Sanctie op schending van de Didam-regels: vernietigbaarheid

Het Gerechtshof Arnhem-Leeuwarden heeft geoordeeld dat een koopovereenkomst, die is gesloten in strijd met de Didam-regels, vernietigbaar is. Zie het arrest van 4 april 2023. Dit arrest is relevant omdat het Gerechtshof Arnhem-Leeuwarden de hoogste rechter is  – tot nu toe – die zich heeft uitgesproken over de sanctie op schending van het Didam-arrest.

Overheid moet bij verkoop onroerend goed mededinging bieden aan gegadigden

In het bekende Didam-arrest heeft de Hoge Raad overwogen dat een overheidslichaam bij het aangaan en uitvoeren van privaatrechtelijke overeenkomsten de algemene beginselen van behoorlijk bestuur en daarmee het gelijkheidsbeginsel in acht moet nemen.

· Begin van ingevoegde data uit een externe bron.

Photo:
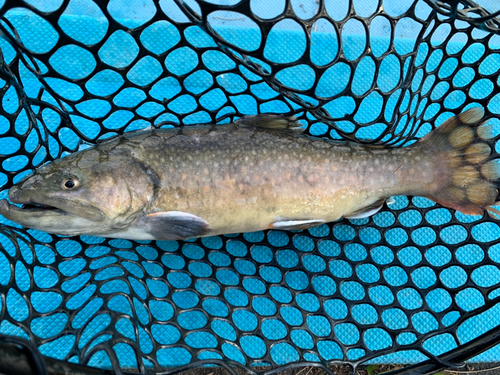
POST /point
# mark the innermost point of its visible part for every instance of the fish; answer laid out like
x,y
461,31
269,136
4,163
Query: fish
x,y
259,172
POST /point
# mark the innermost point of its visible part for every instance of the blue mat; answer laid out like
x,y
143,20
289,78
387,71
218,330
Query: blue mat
x,y
166,260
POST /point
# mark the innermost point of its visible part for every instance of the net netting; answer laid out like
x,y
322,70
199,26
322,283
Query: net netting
x,y
412,282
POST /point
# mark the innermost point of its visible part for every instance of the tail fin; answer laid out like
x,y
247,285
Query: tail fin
x,y
468,170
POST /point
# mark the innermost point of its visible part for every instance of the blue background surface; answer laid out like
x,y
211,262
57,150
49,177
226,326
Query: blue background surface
x,y
182,66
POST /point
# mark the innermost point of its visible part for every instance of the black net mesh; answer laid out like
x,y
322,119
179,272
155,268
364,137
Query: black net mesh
x,y
404,286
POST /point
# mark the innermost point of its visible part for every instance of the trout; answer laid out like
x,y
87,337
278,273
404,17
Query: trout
x,y
256,173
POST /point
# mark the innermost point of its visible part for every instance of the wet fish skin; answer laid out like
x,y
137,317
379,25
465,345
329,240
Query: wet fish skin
x,y
206,180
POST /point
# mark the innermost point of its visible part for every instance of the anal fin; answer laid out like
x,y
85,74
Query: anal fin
x,y
296,224
174,225
367,211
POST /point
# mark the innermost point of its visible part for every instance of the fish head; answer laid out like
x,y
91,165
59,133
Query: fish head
x,y
95,191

Dit geldt dus ook voor de beslissing met wie en onder welke voorwaarden het een overeenkomst tot verkoop van een aan de overheid toebehorende onroerende zaak sluit.

Het het gelijkheidsbeginsel — dat in deze context strekt tot het bieden van gelijke kansen — vloeit voort dat een overheidslichaam dat het voornemen heeft een onroerende zaak te verkopen, ruimte moet bieden aan (potentiële) gegadigden om mee te dingen naar deze onroerende zaak indien er meerdere gegadigden zijn voor de aankoop van de desbetreffende onroerende zaak of redelijkerwijs te verwachten is dat er meerdere gegadigden zullen zijn.

Maar wat gebeurt er met een koopovereenkomsten die, in strijd met het Didam-arrest, is gesloten zonder dat andere (potentiële) gegadigden de kans hebben gehad om daarnaar mee te dingen?

Nietigheid vs. vernietigbaarheid

Het juridisch kader hiervoor wordt in beginsel gevormd door artikel 3:14 Burgerlijke Wetboek en artikel 3:40 Burgerlijk Wetboek (BW).

Artikel 3:14 BW: “Een bevoegdheid die iemand krachtens het burgerlijk recht toekomt, mag niet worden uitgeoefend in strijd met geschreven of ongeschreven regels van publiekrecht.”

Artikel 3:40, lid 2, BW: “Strijd met een dwingende wetsbepaling leidt tot nietigheid van de rechtshandeling, doch, indien de bepaling uitsluitend strekt ter bescherming van één der partijen bij een meerzijdige rechtshandeling, slechts tot vernietigbaarheid, een en ander voor zover niet uit de strekking van de bepaling anders voortvloeit”.

Op grond van artikel 3:14 BW is een overheidslichaam verplicht om bij het aangaan van een koopovereenkomst het gelijkheidsbeginsel – waarop de Didam-regels zijn gebaseerd – in acht te nemen. Het volgen van de Didam-regels is dus een wettelijke plicht. De wet biedt geen mogelijkheid om daarvan af te wijken. Het is dus een dwingende wetsbepaling.

Artikel 3:40, lid 2, BW bepaalt als uitgangspunt dat een koopovereenkomst in strijd met een dwingende wetsbepaling nietig is. Koopovereenkomsten gesloten in strijd met de Didam-doctrine zijn dus in beginsel nietig. Dit betekent dat de koopovereenkomst nooit heeft bestaan. Er zijn dus geen acties nodig van concurrenten om de koopovereenkomst van tafel te krijgen.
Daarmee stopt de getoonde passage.